Между прочим, именно так ГПУ взяло «в оборот» Сергея Есенина, пытаясь заставить его плясать под лубянскую дудку.
Но вернёмся к суду над четырьмя поэтами. На оглашении приговора суда Есенин не присутствовал, так как (согласно сохранившимся документам) 13 декабря он лёг в профилакторий, который находился в больнице на улице Большая Полянка. Поэт-имажинист пролежал там до конца января следующего года.

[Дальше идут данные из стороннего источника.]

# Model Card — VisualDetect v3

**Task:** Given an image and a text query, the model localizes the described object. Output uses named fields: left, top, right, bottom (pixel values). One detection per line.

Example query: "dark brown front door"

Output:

А в Палестину в это время прибыли агенты ОГПУ: два Якова – Блюмкин и Серебрянский. Перед отъездом из Москвы их принял первый заместитель председателя ОГПУ и куратор Иностранного отдела Вячеслав Рудольфович Менжинский, который порекомендовал делать за границей «всё, что будет полезно для революции». У Блюмкина были документы на Моисея Гурфинкеля (Гурсинкеля). Прибывшие на Ближний Восток россияне открыли в Яффе (ныне – один из районов Тель-Авива) прачечную, которая стала штаб-квартирой их резидентуры.
А всё ещё находившийся в Польше Нестор Махно сделал публичное заявление о необходимости непримиримой борьбы с большевиками и советской властью.